Sunday, 1 July 2012

HARD CELL

Dick Pountain (21/10/1999 11:12am): Idealog 63

Once or twice a year my old friend Tim and I get together to talk rubbish. I must immodestly point out though that it is a rather exalted kind of rubbish, as Tim used to study the mathematics of relativity (speciality, twistors). We sink a couple of drams of Highland Park and maybe a herbal chaser, and then just take flight: Tim holds forth on field theories in n dimensions and I parry with algorithmic complexity as it relates to the halting problem for Turing machines, and now and again we strike sparks. We had one such session quite recently and the only reason that I'm telling you about it is that it clarified a problem that I've been droning on about for years in this column, concerning the relationship between the human organism and computers.

We had been discussing the possibility that everything in the universe can be considered to be a computing device of some sort - at the very least a thing might store one bit by either existing or not, and most things store far more bits than that. That lead us to realise that we were indeed talking rubbish, as the existence or not of thing cannot be expressed in one bit: certainly you can identify, say, a particular penguin with the value 1 (or the Boolean value True) but you cannot meaningfully identify the absence of a penguin with 0 or False as this leads to absurdity. How many non-existent penguins are not there in your living room at this moment? Devise an algorithm for counting them. (You should be getting the flavour of our sessions by now).

That lead us on to consider how the concepts of truth and falsity can be represented by the halting of Turing machines: if you identify truth with a program that halts and falsity with a program that doesn't halt, then the deep oddness of these concepts becomes clear, since truth is something that you might witness (if you are lucky) but you can never witness falsity.
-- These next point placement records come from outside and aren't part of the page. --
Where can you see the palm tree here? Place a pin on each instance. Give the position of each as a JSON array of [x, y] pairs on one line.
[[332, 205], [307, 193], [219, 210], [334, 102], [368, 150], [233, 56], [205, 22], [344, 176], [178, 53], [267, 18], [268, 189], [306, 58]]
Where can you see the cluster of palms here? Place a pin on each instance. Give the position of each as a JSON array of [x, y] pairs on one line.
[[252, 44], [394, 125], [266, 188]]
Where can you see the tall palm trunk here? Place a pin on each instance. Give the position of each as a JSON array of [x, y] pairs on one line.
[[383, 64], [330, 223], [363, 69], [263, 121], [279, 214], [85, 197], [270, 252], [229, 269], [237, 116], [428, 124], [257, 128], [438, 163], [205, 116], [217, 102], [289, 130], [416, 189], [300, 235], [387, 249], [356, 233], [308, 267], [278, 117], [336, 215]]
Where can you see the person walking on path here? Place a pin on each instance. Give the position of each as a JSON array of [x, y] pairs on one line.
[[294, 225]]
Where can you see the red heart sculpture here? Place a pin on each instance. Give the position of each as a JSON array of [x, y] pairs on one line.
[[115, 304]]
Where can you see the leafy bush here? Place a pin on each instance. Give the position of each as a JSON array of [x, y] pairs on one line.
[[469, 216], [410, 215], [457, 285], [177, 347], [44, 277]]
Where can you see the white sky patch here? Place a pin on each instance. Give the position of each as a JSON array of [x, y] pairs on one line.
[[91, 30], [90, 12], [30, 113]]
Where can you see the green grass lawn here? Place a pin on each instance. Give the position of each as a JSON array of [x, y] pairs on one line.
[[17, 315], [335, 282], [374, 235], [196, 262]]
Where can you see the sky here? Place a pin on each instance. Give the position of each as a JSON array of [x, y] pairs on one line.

If the program has already halted, OK, but if it hasn't, perhaps you haven't waited long enough yet. It's rather like living in a remote place and waiting for the one bus of the day - does the fact that it hasn't turned up yet mean that a) it's on its way, b) that you'd just missed it or c) that the company has gone bust and it is never coming.

Setting off at a slight tangent (as if that mattered!) I then raised the issue of the human organism, and which parts of it can be considered to be computing devices. I'll digress here to say that this is rather a sore point at PC Pro, because I offered to write a feature on this very topic last year, but failed to deliver it after I discovered that the scads of scientific papers I'd expected to uncover turned out not to exist: all I could find were pretentious and largely meaningless post-modernist ramblings produced at the Santa Fe Institute. In our marathon ramble, we observed that most commentators have so far dwelt on the similarity between the human brain and a computer (a subject I've returned to several times in this column) but we decided that far more interesting is the human genetic system. Every single cell in our bodies contains the whole blueprint for making a new copy of our body (Jurassic Park style), stored as a digital code (DNA base triplets) and provided with a highly efficient processing system that can duplicate the information and actively correct errors. The ribosomes then turn an RNA copy of the DNA into protein, and they certainly resemble little computing devices (though rather less general than Turing machines), far closer to the silicon-based digital computer than our analogue neurons are.

That was when the thunderbolt struck me. At one level the ribosome may look as though it demonstrates a similarity between human body and computer, but at a different level it is actually a pointer to the gaping, fundamental, perhaps unbridgeable, difference between them. What the ribosome does is turn a cell's information into a cell's fabric, protein. Computers only work on digitised representations of the world - in Nicholas Negroponte's famous dictum they 'move bits, not atoms' - but living things not only distribute that representation throughout their fabric (since every cell contains DNA) but are capable of turning it directly into new fabric (protein). Living beings are the beings that build themselves, not merely represent themselves.

In contrast interfacing a digital computer to the real world is a nightmare task, as anyone who has ever indulged in robotics, or indeed any sort of real-time programming will tell you. Once your signals leave the cosy world of RAM for the hard (and soft, and viscous, and elastic) world of objects and actuators, things get messy and complicated.
Those wildly optimistic proponents of nanotechnology who persist in prophesying that we will soon be sending miniature submarines through our arteries to diagnose and cure all diseases completely overlook one huge fact. Certainly micro-engineering is making great strides in building miniature motors and actuators, but they are built using silicon fabrication technology: a bloody great factory full of UV lamps and etching chambers and furnaces, billions of times larger than the device it manufactures. The fatal weakness of silicon-based computing is that a computer is not a factory, and a factory is not a computer. The humble cell on the other hand not only contains its own blueprint, but the whole factory too.